# Balancing Midi orchestra



## kfirpr (Feb 10, 2013)

Hi 
I use several libraries and need some advise on mixing.
My main libraries are: Cinebrass, Spitfire Percussions, Albion1+3, and some other libraries like Sample Modeling brass and Lass.
When I compose a track I usally create FX channel for reverb and send all dry libraries to it like Lass and SM.
With spitfire audio I don't use Reverb.
I also put reverb on the master channel with impulse response, like Reverbrate with M7 Impulse responses.

The result is good however I have couple of questions:
1. Is this workflow ok?

2. When it comes to panning do I need to do something? as I understand Spitfire is already in the right position in terms of panning, of course I play with the mics to blend it better. Do I need to play with panning? I try to use VSS but couple of the instruments sound "phased" and unnatural. Do I need to create seperate track for each instruments regarding VSS?

3.How can I understand which frequencies are fighting in the mix in order to change the EQ. I use monitors should I use also Headphones. is there a proper way od doing it?

I would really appreciate any help!


----------



## Per Lichtman (Feb 10, 2013)

@kfirpr If you are using VSS, did you look at the section on panning pre-panned samples yet?

http://www.youtube.com/watch?v=a4ahMvOoAR4


----------



## Jimbo 88 (Feb 10, 2013)

One of the best tips I have ever heard is... find a recording that you really like, drop it in your DAW, then A/B it and try to match your song with the recording. There really is no perfect workflow, just do what works.

I do not like the idea of using headphones, but getting a perfect listening/mixing environment is not easy either.
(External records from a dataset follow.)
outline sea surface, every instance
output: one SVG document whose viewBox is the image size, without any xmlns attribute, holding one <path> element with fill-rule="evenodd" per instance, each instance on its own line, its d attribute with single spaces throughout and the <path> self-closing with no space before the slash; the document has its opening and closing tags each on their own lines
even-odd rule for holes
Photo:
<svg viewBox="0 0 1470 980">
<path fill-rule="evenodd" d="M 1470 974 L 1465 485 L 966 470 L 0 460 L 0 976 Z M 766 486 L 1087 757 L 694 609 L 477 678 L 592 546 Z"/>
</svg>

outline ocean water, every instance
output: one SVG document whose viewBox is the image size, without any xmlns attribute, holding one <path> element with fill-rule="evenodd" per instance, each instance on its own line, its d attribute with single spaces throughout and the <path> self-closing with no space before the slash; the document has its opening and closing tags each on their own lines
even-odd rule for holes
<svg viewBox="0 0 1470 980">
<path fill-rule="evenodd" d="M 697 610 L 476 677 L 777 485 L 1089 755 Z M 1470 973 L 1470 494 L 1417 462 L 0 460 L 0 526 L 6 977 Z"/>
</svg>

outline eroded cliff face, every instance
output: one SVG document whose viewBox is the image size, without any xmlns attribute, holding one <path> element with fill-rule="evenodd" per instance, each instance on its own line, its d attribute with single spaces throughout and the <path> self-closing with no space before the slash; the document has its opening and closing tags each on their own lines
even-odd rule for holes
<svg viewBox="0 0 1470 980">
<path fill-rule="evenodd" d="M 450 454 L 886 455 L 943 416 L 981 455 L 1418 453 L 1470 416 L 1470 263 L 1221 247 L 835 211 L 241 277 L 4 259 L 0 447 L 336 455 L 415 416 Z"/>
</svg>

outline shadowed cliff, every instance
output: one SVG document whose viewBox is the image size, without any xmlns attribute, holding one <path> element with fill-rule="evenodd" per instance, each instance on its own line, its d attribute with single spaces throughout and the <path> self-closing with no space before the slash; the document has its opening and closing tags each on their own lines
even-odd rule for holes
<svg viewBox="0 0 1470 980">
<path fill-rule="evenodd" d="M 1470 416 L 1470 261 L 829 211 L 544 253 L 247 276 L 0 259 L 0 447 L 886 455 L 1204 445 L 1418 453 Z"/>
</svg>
So treat the listening area you have as best you can, become familiar with your speakers and jump in.

After all that, get someone else to mix your music every chance you have.


----------



## playz123 (Feb 10, 2013)

Re. reverb and an orchestral template etc. have a look at Alex Pfeffer's excellent video:

http://www.youtube.com/watch?v=_PQBn6DCVgs

and note how he sets up Spaces.


And in the VSS tutorial that Per referenced, you'll note that Gabriel doesn't cover Input Offset, but based on your question, you'll want to explore that VSS feature as well.


----------



## Peter Alexander (Feb 10, 2013)

With the exception of Sample Modeling, everything else you mentioned is pre-panned for you.


----------



## playz123 (Feb 10, 2013)

Peter Alexander @ Sun Feb 10 said:


> With the exception of Sample Modeling, everything else you mentioned is pre-panned for you.



Which is exactly why the OP needs to know about Input Offset if he's using VSS.


----------



## Per Lichtman (Feb 10, 2013)

@playz123 Did I link to a tutorial without input offset? Shoot - I forgot I got that one from the manual, apparently. Mea culpa.


----------



## kfirpr (Feb 11, 2013)

Silly me
Iv'e started to read the manual of VSS


----------



## kfirpr (Feb 11, 2013)

The manual looks kinda complicated (for me) can someone please explain me how the cancel the early reflection in the send reverb like in Valhalla true verb or liquidsonics reverberate?
What exactly is the input offset?


----------



## Per Lichtman (Feb 11, 2013)

The closest you can get to canceling the early reflections is to bring their slider all the way down (the one on the far right).

Input offset is used to center the stereo signal before you start panning it. If you get the settings right, then it will work almost as if your input signal had been panned center to start with. While nothing is perfect, it really does make a big difference.


----------



## kfirpr (Feb 11, 2013)

Hi Thanks Per


I just saw that there is presets for each libraryand each patch in the last version VSS, is this mean I dont have to do this tedious input offset, if so its totaly worth it.

btw in valahalla room there is a "early" section Do this mean I can just turn it all down?

http://www.valhalladsp.com/wp-content/uploads/2011/03/ValhallaRoom_V1_1_02.png (http://www.valhalladsp.com/wp-content/u ... 1_1_02.png)


----------



## Per Lichtman (Feb 11, 2013)

@kfirpr Yes, you only need to use the Early Reflections from one of the two. Listen to the one you like better and turn them down (or off) in the other.

I'll check the presets when Gabriel sends me the new version sometime in the next few days.


----------



## playz123 (Feb 11, 2013)

Presets in VSS are the same as presets in other software. Sometimes they are sufficient, but not all the time. So it's still suggested that one learn about Input Offset. It's simple to adjust, and personally I don't consider it to be tedious at all. And there aren't presets for every single library or instrument you may wish to use either.


----------